Le acababan de leer en voz alta la declaración jurada que había entregado a Royce varios meses atrás.
—¿Mantiene usted lo que nos dijo aquel día? —preguntó Royce al tiempo que golpeaba los folios que tenía en la mano.
—Les dije todo lo que sabía —dijo Martha en una voz tan baja que prácticamente resultaba inaudible. Lanzó una mirada de soslayo al taquígrafo y luego otra a su sobrino, un joven abogado a quien había llamado presa del pánico al enterarse del fructífero registro que la policía había llevado a cabo en la casa de Barney Haskell.
Royce se inclinó.
—Señora Luce, permítame que haga hincapié en lo grave que es la situación en la que se encuentra. Espero que sea consciente del riesgo que corre si decide continuar mintiendo bajo juramento. Tenemos suficientes pruebas como para encerrar a Jimmy Weeks. Ya le he mostrado mis cartas. Como por desgracia a Barney Haskell le han arrebatado la vida de forma repentina, nos sería de gran ayuda que usted se presentara como testigo vivo —el fiscal subrayó la palabra «vivo»—, para corroborar la exactitud de sus documentos. Si no lo hace, Jimmy Weeks será condenado igualmente, pero entonces, señora Luce, dirigiremos toda nuestra atención hacia su persona. El perjurio es un delito muy grave, como lo es la colaboración en la evasión de impuestos sobre la renta.
El semblante, siempre tímido, de Martha Luce se demudó y la mujer echó a llorar. Sus ojos azul pálido enrojecieron de inmediato y las lágrimas que los arrasaban empezaron a caer por sus mejillas.
El señor Weeks pagó todas las facturas que tuvimos durante la larga enfermedad de mi madre.

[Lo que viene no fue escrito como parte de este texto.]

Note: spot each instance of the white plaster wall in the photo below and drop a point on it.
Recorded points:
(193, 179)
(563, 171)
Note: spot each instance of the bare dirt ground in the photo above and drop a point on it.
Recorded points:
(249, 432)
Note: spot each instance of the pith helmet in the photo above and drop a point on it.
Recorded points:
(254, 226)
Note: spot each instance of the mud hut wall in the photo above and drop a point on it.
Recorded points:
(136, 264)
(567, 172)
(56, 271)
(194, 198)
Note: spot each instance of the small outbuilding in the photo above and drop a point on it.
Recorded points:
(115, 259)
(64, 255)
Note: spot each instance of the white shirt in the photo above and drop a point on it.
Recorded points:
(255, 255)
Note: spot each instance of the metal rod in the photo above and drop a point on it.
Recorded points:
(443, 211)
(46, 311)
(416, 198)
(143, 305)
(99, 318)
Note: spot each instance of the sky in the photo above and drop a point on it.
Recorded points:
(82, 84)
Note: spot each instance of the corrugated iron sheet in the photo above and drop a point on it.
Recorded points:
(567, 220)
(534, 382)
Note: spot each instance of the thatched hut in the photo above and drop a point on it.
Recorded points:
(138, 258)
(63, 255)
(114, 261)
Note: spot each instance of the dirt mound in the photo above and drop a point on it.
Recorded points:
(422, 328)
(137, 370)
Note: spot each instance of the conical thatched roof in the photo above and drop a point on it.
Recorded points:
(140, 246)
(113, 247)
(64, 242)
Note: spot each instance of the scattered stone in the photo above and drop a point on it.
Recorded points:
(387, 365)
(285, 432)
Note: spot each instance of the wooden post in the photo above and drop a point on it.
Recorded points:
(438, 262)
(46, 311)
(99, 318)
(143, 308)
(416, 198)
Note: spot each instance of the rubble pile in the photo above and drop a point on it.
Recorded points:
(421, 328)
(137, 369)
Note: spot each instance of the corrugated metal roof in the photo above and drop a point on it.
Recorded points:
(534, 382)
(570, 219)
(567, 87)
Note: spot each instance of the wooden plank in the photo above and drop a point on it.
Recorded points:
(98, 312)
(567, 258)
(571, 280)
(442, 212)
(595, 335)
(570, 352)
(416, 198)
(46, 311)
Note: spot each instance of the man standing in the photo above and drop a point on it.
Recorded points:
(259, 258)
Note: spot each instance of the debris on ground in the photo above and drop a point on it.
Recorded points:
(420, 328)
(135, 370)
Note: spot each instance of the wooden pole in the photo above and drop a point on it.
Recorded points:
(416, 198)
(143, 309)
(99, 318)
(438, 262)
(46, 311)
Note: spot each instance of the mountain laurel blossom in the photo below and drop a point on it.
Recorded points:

—Eso está muy bien —dijo Royce—, pero las pagó con el dinero de los contribuyentes.
—Mi cliente tiene derecho a guardar silencio —intervino el abogado.
Royce le lanzó una mirada fulminante.
—Eso ya ha quedado claro, señor abogado. Pero dígale a su cliente que no nos gusta enviar a mujeres de edad madura a la cárcel por el hecho de equivocar el objeto de su lealtad. Por esta vez, y sólo por esta vez, estamos dispuestos a ofrecer a su cliente la inmunidad absoluta a cambio de su total colaboración. Dicho esto, ahora todo depende de ella. Eso sí, recuérdele —el tono de Royce era de profundo sarcasmo— que Barney Haskell tardó tanto tiempo en decidir si quería aceptar el trato que al final no pudo cerrarlo.
—¿Inmunidad absoluta? —preguntó el abogado.
—Absoluta. Además detendremos a la señorita Luce de forma preventiva. No queremos que le suceda nada.
—Tía Martha… —empezó a decir el joven con voz entrecortada.
Ella dejó de gimotear.
—Lo sé, querido. Señor Royce, quizá llegara a sospechar en algún momento que el señor Weeks…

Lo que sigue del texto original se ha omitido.